The Board first held that contract performance need not be completed for a CO's direction to be outside the bounds of contract administration.  The Board then considered whether based on the facts and the parties' communications, the modification was a final decision despite the absence of a "label."  The Board noted that over the course of five months, the parties exchanged correspondence disputing whether the technology transfer studies were reimbursable.  It further noted that FAR 33.201 and the contract Disputes Clause broadly define a claim to include a demand for payment of money in a sum certain, the adjustment or interpretation of contract terms, or "other relief" under the contract.  "Other relief" could be a demand for rework and could constitute a Government claim in circumstances where the Board is not being asked to become involved in ordinary contract administration.  Here, those conditions were met.  If the Government's position were to prevail, the Board reasoned, the broad definition of a "claim" would not be honored because a claim could only exist if work were accepted or contract performance completed.  In addition, the Government's position narrows the scope of FAR 52.246-8(h), which allows the Government to require "at any time" that a contractor remedy work by correction or repair.  Finally, the Board noted that the parties' exchange of correspondence, coupled with a unilateral modification that directed the work to be performed at no charge, did not "strike" the Board as an ordinary contract administration dispute.  Under the circumstances, the unilateral modification constituted a Government claim and since DVC timely appealed it, the Board held that it had jurisdiction.
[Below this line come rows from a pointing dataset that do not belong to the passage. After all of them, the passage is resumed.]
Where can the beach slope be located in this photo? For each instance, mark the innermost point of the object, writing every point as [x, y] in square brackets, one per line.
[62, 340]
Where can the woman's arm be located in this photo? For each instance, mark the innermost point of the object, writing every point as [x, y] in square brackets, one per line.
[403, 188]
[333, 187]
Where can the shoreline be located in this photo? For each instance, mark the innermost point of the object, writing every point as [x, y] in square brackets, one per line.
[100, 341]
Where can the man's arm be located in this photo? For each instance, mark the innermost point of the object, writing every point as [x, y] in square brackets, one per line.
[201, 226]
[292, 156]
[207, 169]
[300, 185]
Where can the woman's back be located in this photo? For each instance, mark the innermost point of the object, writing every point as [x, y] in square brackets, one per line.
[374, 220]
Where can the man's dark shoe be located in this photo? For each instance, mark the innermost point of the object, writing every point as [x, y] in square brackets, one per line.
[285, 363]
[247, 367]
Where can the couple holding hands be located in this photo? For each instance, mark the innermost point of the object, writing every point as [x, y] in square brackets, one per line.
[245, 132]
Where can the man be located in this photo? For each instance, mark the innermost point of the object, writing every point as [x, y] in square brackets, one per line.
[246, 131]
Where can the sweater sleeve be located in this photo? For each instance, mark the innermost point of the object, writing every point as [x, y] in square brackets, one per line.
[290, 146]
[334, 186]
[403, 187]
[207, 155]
DynPort Vaccine Co. reinforces the importance of diligent contract administration.  Because a final decision on a Government claim can take many forms, contract administration personnel must be sensitized to the need to involve counsel early in the disputes process.  Particularly where, as in DynPort Vaccine, the parties have been engaged in a letter-writing campaign, receipt of a modification intended to "resolve" the dispute is important, and contractors want to be sure to protect their rights by not acceding to the modification.  Moreover, contract administration personnel and counsel should assess whether the modification is really a final decision that is immediately appealable.  In these circumstances, the contractor also may wish to ask the CO whether a unilateral modification is intended as a COFD or, similar to DynPort, file a protective appeal at the relevant Board (within 90 days) or the Court of Federal Claims (within 12 months), even if the Government may claim the appeal is premature.